ESET Inspect Cloud gives the company’s flagship product ESET Protect extended detection and response (XDR) capabilities, with the cloud offering able to identify post-execution malicious code and the protect solution able to provide security teams with full visibility into the response to the code. XDR capabilities include advanced threat hunting, incident response, full network visibility, and cloud-based threat defense,
In addition, tight integration of Inspect Cloud with Protect aims to streamline deployment of the solutions and create a smoother experience with sleeker dashboards, including one in Protect for LiveGuard Advanced, which analyzes suspicious files submitted to it by endpoints for scrutiny.
More endpoint protection features
ESET has also added an auto-update feature to Protect to ensure that all endpoint agents and solutions are up to date. “It helps us keep pace with the ever-changing landscape of the underlying operating systems,” Michal Jankech, ESET’s vice president for the SMB and MSP segment, tells CSO. “We can make sure that the endpoints are always up to the latest version so they will feature all of the latest protection technologies and maintain compatibility with the latest platform updates, as well.”
Another addition to Protect is ESET’s Brute-Force Protection module for Windows. It combines reputation data from the cloud with password-guessing and honeypot systems, to block repetitive infiltration attempts. “Even though we are living in the 21st century—and 2FA and sophisticated passwords should be standard—you won’t believe how many customers are using very weak passwords subject to brute force,” says Jankech.
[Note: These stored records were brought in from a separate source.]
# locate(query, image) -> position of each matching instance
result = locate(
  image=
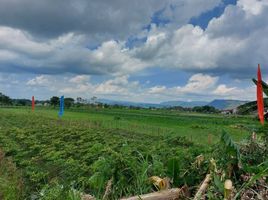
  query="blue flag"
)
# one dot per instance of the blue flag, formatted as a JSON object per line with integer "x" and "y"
{"x": 61, "y": 106}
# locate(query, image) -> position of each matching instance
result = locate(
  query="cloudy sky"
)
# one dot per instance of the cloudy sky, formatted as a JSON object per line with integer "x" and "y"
{"x": 139, "y": 50}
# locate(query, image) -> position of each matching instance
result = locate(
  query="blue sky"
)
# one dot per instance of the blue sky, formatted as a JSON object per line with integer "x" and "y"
{"x": 144, "y": 51}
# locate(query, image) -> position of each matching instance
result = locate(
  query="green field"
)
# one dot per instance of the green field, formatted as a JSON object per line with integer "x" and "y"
{"x": 88, "y": 147}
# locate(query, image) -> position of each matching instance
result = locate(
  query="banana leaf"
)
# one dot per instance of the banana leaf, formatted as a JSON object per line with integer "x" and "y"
{"x": 264, "y": 86}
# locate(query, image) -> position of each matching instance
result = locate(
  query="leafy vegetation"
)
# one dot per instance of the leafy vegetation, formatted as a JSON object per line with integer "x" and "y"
{"x": 60, "y": 158}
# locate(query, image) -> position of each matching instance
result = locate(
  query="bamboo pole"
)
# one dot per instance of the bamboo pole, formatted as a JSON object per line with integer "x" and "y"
{"x": 203, "y": 187}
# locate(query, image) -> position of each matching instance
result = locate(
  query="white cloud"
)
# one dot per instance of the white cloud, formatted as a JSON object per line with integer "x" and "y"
{"x": 157, "y": 89}
{"x": 199, "y": 83}
{"x": 223, "y": 90}
{"x": 79, "y": 79}
{"x": 39, "y": 81}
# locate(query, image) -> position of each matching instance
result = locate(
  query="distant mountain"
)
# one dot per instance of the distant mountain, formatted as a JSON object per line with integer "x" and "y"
{"x": 224, "y": 104}
{"x": 185, "y": 104}
{"x": 129, "y": 103}
{"x": 220, "y": 104}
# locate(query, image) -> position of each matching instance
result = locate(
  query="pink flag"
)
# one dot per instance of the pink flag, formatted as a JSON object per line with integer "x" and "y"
{"x": 33, "y": 103}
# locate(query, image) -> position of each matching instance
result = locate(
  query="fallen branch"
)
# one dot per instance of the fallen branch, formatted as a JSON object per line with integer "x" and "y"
{"x": 171, "y": 194}
{"x": 203, "y": 187}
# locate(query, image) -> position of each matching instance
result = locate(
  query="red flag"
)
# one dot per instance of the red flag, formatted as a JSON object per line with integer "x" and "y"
{"x": 32, "y": 103}
{"x": 260, "y": 97}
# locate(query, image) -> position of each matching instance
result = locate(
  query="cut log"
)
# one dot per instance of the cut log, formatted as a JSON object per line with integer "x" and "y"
{"x": 203, "y": 187}
{"x": 171, "y": 194}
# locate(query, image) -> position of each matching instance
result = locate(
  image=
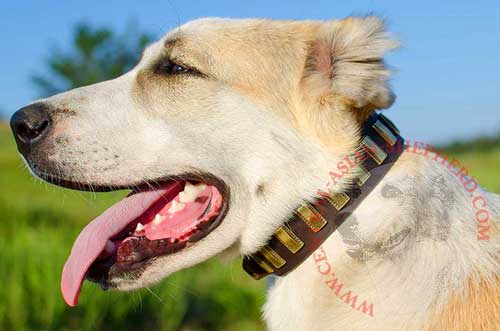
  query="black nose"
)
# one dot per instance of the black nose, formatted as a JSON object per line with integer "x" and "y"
{"x": 29, "y": 124}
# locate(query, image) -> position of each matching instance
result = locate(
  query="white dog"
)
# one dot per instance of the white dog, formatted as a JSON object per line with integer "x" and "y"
{"x": 225, "y": 128}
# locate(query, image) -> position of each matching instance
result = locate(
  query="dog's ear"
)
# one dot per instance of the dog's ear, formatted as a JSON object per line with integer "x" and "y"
{"x": 345, "y": 68}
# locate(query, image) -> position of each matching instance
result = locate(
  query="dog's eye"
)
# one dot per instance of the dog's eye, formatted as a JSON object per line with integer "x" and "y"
{"x": 171, "y": 68}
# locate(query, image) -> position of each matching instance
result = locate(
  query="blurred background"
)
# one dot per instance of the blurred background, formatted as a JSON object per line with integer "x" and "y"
{"x": 447, "y": 81}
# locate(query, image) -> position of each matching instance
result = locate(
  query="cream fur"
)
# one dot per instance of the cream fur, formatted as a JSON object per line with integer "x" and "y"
{"x": 278, "y": 105}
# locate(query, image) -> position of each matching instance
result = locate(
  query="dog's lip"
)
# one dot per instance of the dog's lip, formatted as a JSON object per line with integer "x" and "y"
{"x": 103, "y": 272}
{"x": 74, "y": 270}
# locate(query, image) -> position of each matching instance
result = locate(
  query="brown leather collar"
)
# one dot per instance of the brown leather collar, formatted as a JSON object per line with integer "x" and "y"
{"x": 312, "y": 223}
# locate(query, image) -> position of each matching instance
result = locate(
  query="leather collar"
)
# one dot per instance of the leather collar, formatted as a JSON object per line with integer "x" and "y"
{"x": 312, "y": 223}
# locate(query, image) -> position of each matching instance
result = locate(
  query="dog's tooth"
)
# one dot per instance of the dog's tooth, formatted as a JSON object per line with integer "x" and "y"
{"x": 191, "y": 192}
{"x": 139, "y": 227}
{"x": 110, "y": 246}
{"x": 176, "y": 206}
{"x": 158, "y": 219}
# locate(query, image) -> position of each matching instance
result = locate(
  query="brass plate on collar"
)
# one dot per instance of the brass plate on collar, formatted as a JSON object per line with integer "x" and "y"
{"x": 389, "y": 123}
{"x": 311, "y": 217}
{"x": 363, "y": 176}
{"x": 289, "y": 239}
{"x": 338, "y": 200}
{"x": 376, "y": 153}
{"x": 276, "y": 260}
{"x": 385, "y": 133}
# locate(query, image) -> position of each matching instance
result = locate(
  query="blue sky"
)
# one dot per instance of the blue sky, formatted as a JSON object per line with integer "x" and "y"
{"x": 448, "y": 73}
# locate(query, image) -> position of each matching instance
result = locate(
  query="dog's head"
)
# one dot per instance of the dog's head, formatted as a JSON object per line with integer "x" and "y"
{"x": 221, "y": 129}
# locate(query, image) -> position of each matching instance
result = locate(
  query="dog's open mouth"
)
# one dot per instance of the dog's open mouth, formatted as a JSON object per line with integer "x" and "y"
{"x": 146, "y": 224}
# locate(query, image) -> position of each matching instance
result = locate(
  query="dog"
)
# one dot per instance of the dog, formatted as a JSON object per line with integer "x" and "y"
{"x": 221, "y": 130}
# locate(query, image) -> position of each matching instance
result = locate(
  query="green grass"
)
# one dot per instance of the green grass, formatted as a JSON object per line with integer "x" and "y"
{"x": 39, "y": 223}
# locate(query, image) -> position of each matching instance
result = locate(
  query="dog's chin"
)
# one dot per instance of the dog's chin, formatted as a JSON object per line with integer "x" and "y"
{"x": 152, "y": 222}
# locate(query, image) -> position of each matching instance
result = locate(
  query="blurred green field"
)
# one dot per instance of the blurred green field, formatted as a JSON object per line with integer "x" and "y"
{"x": 40, "y": 222}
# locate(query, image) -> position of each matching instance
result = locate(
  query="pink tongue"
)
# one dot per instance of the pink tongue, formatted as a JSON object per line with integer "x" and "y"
{"x": 92, "y": 240}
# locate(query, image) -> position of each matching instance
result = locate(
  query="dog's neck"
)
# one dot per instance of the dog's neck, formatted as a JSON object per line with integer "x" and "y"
{"x": 312, "y": 223}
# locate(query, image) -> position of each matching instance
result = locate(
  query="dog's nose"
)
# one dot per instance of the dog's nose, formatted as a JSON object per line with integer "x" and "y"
{"x": 29, "y": 124}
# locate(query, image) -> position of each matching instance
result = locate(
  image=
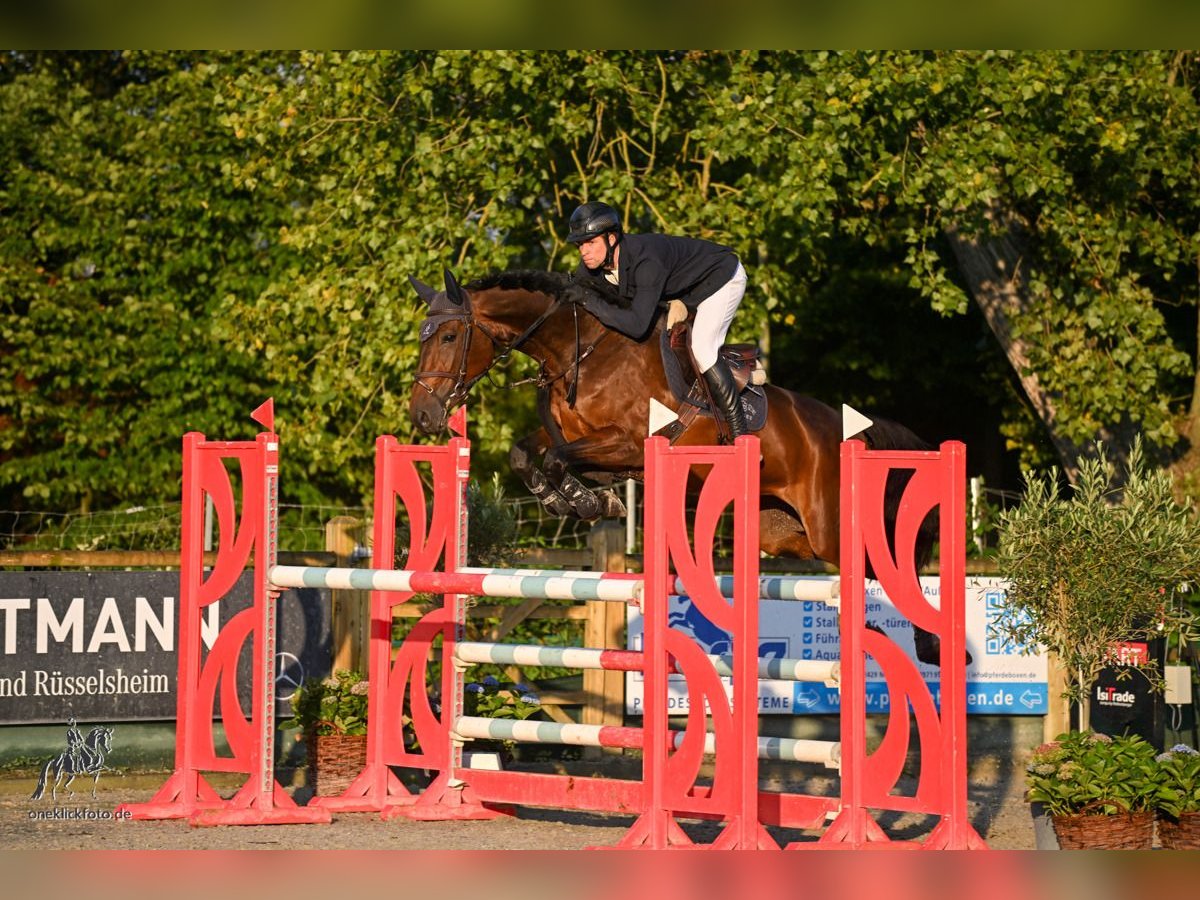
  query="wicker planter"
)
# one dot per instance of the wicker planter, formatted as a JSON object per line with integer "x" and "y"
{"x": 1123, "y": 831}
{"x": 335, "y": 761}
{"x": 1182, "y": 833}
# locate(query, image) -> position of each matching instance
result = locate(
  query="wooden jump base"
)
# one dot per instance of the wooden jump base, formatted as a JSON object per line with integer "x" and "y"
{"x": 678, "y": 559}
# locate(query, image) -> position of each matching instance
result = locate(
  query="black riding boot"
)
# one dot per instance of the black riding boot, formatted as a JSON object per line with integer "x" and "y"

More administrator control for Android devices
Protect also has a new web control feature that allows administrators to control what websites Android device users may visit. It uses built-in categories and custom rules to blacklist, whitelist, or warn users about URLs that lead to sites with harmful content. “Android is a more open operating system,” Jankech explained. “It allows us to bring additional value to it. With Apple, we’re leveraging the device management framework, which only allows us to do what Apple lets us do.”
“We see a higher prevalence of misbehavior activity on Android devices,” Jankech says. “They are riskier but among our customer base. Android is much more prevalent by about ten to one.”
ESET is also releasing a new version of its endpoint antivirus software for the Mac. The release is built with a microservices architecture. The improved multi-threaded design provides faster scanning, better stability, and better security isolation. It’s also compatible with Apple’s M1 processor via Rosetta 2.
“Apple is continually changing its operating system,” Jankech says. “For us to keep pace and make sure we provide the latest and greatest protection, we decided to rewrite the application from scratch with microservices, which will allow us to build-in M1 support later in the year.”